In music theory, a wolf interval is the combination of notes that are spaced too close to one another to produce what western ears appreciate as harmony. Instead, such paired notes produce a dissonant tone, not unlike the howling of its namesake. The working model by which I approach my own work in photography and its constituent pieces is adopted from the same process of overlapping sources that result in sharp teeth and howling notes. Some of my primary sources of content are drawn from Italian and Northern European Renaissance painting, geo political violence in the Middle East, deep space astronomy and physics, Victorian spiritualist photography, alongside various forms of photography that have traditionally sought to use the camera as a mediator of complex spaces. At first glance, these areas of interest do not have many overlapping limbs. But within them collectively, I am always looking for ways in which their parameters as images intersect with the implications each type of image conjures for the viewer. For example, the remote imaging made with surveillance cameras intersects with the cameras on board the Hubble space telescope. Each example lends itself to a very particular kind of image and the subsequent expectations a viewer might have of that kind of image production. And at their core, they are looking for something that lies outside our field of vision.

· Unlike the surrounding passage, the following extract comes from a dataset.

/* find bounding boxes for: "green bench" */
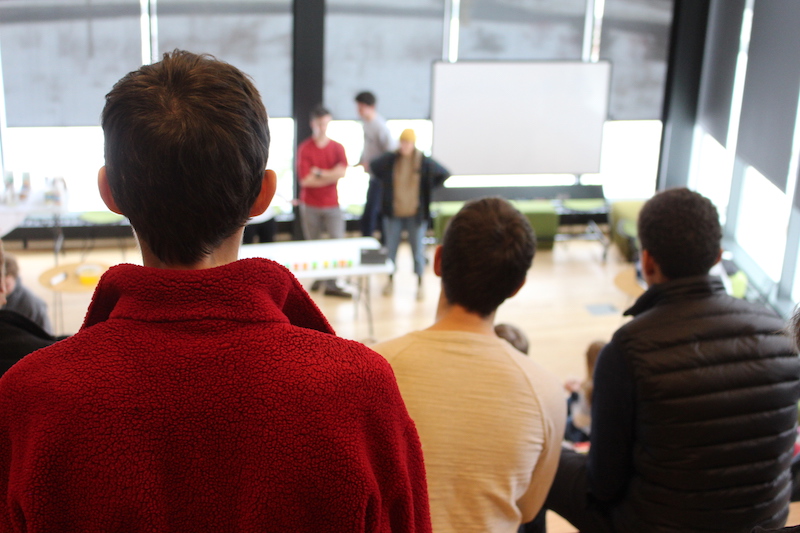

My photographs are made within a controlled studio environment, and often consist of sculptural objects and spaces made for the sole purpose of being interpreted by the camera. As for the camera, I use a monorail 8x10 view camera. This camera produces negatives that are 8”x10”. Each image I make takes from weeks to months to prepare and execute. But the critical part of my process lies in the physicality of what the camera sees. Many of my areas of interest are contingent on the raw physicality that defines their state. Likewise, it is crucial for me to make all of the visual anomalies and distortions found within my photographs something that sits in front of the camera itself, occupying a very real physical space. That is to say; everything in my photographs is made in-camera. There are no effects created, added, or imposed in the darkroom or digitally. This is not an issue of “purity” on my part. Rather, it is integral to my relationship to the content of my work, as I am often addressing themes that reflect a strained or profound connectivity to physical spaces and this is my way of honoring that content.